The Story of the Haymarket Martyrs
Although it was never determined who threw the bomb, the incident was used as an excuse to attack the entire Left and labor movement. Police ransacked the homes and offices of suspected anarchists and socialists and hundreds were arrested without charge. Anarchists in particular were harassed, and eight of Chicago’s most active leaders in the movement—Albert Parsons, August Spies, George Engel, Adolph Fischer, Louis Lingg, Michael Schwab, Samuel Fielden and Oscar Neebe—were charged with conspiracy to murder in connection with the Haymarket bombing. A kangaroo court found all eight guilty, despite a lack of evidence connecting any of them to the bomb-thrower (only one was even present at the meeting, and he was on the speakers’ platform). On August 19th seven of the defendants were sentenced to death and Neebe to 15 years in prison.
After a massive international campaign for their release, the government “compromised” and commuted the sentences of Schwab and Fielden to life imprisonment. Lingg cheated the hangman by committing suicide in his cell the day before the executions. On November 11th 1887 Albert Parsons, George Engel, August Spies and Adolf Fischer were hanged. Six hundred thousand working people turned out for their funeral. The campaign to free Neebe, Schwab and Fielden continued.
On June 26 1893, Governor Altgeld set them free because they were innocent of the crime for which they had been tried. They and the hanged men had been the victims of “hysteria, packed juries and a biased judge.” Evidence later came to light that the bomb may have been thrown by a police agent working for Captain Bonfield, as part of a conspiracy involving certain steel bosses to discredit the labor movement.

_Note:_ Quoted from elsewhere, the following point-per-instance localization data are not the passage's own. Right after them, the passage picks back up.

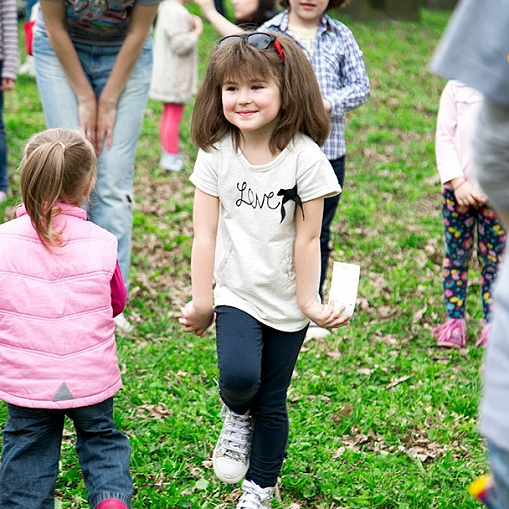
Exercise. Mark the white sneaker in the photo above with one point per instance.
(255, 497)
(171, 162)
(233, 448)
(122, 323)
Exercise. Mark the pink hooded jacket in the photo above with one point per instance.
(457, 115)
(57, 341)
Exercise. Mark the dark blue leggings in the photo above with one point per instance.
(255, 369)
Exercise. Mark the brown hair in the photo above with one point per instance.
(57, 165)
(302, 107)
(333, 4)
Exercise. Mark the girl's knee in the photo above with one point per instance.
(239, 387)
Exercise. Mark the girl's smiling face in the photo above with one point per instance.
(251, 104)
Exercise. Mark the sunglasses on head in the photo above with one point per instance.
(258, 40)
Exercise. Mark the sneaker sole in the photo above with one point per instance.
(229, 480)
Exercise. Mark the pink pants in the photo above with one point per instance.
(169, 128)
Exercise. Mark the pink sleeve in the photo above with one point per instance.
(448, 161)
(118, 291)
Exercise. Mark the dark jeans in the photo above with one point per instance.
(329, 210)
(255, 369)
(3, 143)
(31, 452)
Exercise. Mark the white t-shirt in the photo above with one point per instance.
(306, 36)
(254, 264)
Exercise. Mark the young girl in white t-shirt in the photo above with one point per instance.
(261, 180)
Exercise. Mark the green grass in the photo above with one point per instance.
(379, 417)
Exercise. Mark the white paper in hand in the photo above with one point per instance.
(344, 286)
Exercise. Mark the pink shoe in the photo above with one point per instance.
(451, 334)
(112, 503)
(485, 335)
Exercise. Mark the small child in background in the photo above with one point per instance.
(9, 55)
(175, 73)
(57, 334)
(464, 210)
(261, 180)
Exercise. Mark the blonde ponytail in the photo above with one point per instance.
(58, 165)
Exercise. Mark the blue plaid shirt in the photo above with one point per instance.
(339, 68)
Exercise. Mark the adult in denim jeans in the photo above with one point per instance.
(475, 51)
(8, 66)
(93, 67)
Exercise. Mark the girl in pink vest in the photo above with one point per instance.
(61, 287)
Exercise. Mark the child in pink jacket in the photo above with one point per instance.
(464, 210)
(61, 287)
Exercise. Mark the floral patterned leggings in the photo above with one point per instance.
(460, 223)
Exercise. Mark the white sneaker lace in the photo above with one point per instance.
(235, 438)
(255, 497)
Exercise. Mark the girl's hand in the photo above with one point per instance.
(7, 84)
(206, 6)
(195, 320)
(106, 115)
(197, 25)
(326, 316)
(465, 194)
(480, 197)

The Legacy of the Haymarket Incident
When Spies addressed the court after he had been sentenced to die, he was confident the repression of the government would not succeed. “If you think that by hanging us you can stamp out the labor movement . . . the movement from which the downtrodden millions, the millions who toil in misery and want, expect salvation—if this is your opinion, then hang us! Here you will tread on a spark, but there and there, behind you and in front of you, and everywhere, flames blaze up. It is a subterranean fire. You cannot put it out.”

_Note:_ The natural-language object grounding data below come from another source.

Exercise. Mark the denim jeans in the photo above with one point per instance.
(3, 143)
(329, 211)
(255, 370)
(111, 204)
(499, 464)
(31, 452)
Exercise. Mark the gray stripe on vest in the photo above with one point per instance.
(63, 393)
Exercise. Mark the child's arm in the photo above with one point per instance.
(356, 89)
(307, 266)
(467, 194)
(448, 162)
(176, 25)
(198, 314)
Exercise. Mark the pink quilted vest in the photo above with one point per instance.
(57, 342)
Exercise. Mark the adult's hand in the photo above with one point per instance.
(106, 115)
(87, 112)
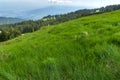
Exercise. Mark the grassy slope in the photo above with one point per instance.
(82, 49)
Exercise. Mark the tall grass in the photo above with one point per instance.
(82, 49)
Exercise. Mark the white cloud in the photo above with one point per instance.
(60, 1)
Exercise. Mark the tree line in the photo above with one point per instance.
(10, 31)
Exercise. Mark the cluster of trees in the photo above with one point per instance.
(13, 30)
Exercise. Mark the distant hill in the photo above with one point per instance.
(9, 20)
(50, 10)
(40, 12)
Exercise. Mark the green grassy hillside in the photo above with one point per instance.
(82, 49)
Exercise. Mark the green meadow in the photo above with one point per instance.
(87, 48)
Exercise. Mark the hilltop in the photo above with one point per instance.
(83, 49)
(9, 20)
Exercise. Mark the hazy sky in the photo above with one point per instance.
(34, 4)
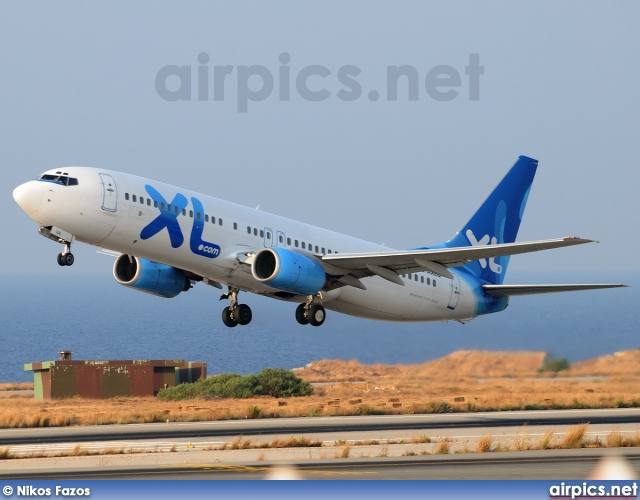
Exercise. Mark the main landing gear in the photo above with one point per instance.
(235, 314)
(66, 257)
(310, 313)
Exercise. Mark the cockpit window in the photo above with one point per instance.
(60, 179)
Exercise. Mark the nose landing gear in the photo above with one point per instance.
(310, 313)
(66, 258)
(235, 314)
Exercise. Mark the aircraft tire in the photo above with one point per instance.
(227, 319)
(243, 314)
(300, 315)
(317, 315)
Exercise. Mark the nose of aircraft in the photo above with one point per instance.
(28, 196)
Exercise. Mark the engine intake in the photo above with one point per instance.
(288, 270)
(150, 277)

Nevertheless, rather than suppressing labor and radical movements, the events of 1886 and the execution of the Chicago anarchists actually mobilized many generations of radicals. Two lesser known but inspirational revolutionary women emerged out of this legacy. Emma Goldman- who would become a famous anarchist speaker, feminist and labor activist from the 1910’s through the 1930’s- was a young immigrant from Russia at the time, later pointed to the Haymarket affair as her moment of political birth. Lucy Gonzalez Parsons, widow to Chicago Martyr Albert Parsons, was born in Texas as a slave and was of Black, Native American and Mexican ancestry, played a leading role in campaigning for the release of the imprisoned activists. Active in anarchist and labor movements long before the Haymarket incident, she continued to play a role in labor organizing (participating in the founding of the radical Industrial Workers of the World), advocated for women workers, published an anarchist newspaper The Liberator and fought for racial justice up until her death in 1942 at 89 years old.
By covering up the history of May Day, the government, business, mainstream unions, and the media have attempted to hide an entire legacy of dissent in this country. They are terrified of what a similarly militant and organized movement could accomplish today, and they suppress the seeds of such organization whenever and wherever they can. As workers, students and community members committed to building a new and free society, we must recognize and commemorate May Day not only for its historical significance, but also as a time to organize around issues of vital importance to working-class people today.